La política de infraestructura en Colombia ha corrido ciertamente en torno a la idea de construir lo bueno hoy. Rara vez se planifica con una perspectiva de largo plazo y cuando se hace, generalmente, son casos aislados. Para el país salía más beneficioso adoptar carreteras en detrimento de los ferrocarriles, pero al cabo de unos años, pasado ese momentáneo beneficioso, Colombia asistió a un escenario vergonzoso: se quedó sin carreteras tanto como se quedó sin ferrocarriles. Jamás se pensó que las ciudades, el país, la economía crecerían y las exigencias de infraestructura adecuada para la cada vez mayor demanda se tendrían que saciar. No es extraño que el parque automotor crezca a escalas geométricas mientras las vías disponibles apenas si tienen una escala aritmética de crecimiento. Ni qué hablar de la navegación.

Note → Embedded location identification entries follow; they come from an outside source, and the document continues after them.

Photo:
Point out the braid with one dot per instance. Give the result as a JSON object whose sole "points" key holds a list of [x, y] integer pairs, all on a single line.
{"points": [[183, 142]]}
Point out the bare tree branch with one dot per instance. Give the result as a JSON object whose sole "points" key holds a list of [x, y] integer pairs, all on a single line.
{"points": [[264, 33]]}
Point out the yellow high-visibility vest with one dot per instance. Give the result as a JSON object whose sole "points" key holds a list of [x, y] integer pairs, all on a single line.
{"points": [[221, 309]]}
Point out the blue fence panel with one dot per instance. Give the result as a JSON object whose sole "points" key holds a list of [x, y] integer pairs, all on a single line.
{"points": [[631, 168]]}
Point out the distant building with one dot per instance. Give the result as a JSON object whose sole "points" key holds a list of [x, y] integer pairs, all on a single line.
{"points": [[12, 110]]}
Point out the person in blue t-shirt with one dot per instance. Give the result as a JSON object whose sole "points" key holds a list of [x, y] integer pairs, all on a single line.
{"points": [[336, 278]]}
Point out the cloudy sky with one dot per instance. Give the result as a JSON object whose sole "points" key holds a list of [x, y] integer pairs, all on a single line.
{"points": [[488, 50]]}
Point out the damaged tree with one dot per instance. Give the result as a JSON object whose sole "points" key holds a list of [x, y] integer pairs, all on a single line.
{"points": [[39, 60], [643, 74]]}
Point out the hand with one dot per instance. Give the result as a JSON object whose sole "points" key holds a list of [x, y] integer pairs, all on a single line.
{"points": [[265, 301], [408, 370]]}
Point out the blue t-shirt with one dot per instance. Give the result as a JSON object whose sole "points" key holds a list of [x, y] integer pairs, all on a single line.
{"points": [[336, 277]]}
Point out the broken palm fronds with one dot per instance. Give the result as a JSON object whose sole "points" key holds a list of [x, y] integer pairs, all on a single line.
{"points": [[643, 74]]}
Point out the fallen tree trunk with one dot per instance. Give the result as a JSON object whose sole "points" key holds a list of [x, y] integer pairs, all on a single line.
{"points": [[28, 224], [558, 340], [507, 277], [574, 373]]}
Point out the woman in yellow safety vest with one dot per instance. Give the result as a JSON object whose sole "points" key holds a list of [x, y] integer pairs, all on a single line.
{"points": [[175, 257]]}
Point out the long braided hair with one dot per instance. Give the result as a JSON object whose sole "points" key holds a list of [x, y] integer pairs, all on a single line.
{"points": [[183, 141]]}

Alguna vez un norteamericano veía desde el Puente Pumarejo de Barranquilla con asombro que "los colombianos tienen un Missisipi y ¡nadie lo navega!"

Visto desde cualquier perspectiva, tener una infraestructura deficiente genera unos costos de transporte que desalientan el dinamismo de la economía. Incluso pueden alterar las decisiones de asentamiento de empresas. Hace algunos años muchas empresas salieron del Valle del Cauca huyendo del pésimo clima de negocios, conjugado por fenómenos de violencia, corrupción y surgimiento de mafias que aniquilaron los buenos vientos que caracterizaron a la región. Hoy, cuando otras variables entran a determinar buena parte de las decisiones de localización de las empresas, se encuentra que muchas firmas están reasentándose en la región del sur del Valle, en la medida en que las inversiones en infraestructura se hacen evidentes y permiten canalizar esfuerzos en una mayor eficiencia y en menos costos. No se necesita imaginar mucho para saber que Bogotá pierde ese atractivo en la medida en que su infraestructura colapsa día a día y las posibilidades de resolver sus problemas se hacen más pequeñas, en la misma vía en que los costos para hacerla crecen. Lo bueno ayer, no fue bueno hoy. El corto plazo ha sido el mayor lastre de nuestra improvisación estratégica.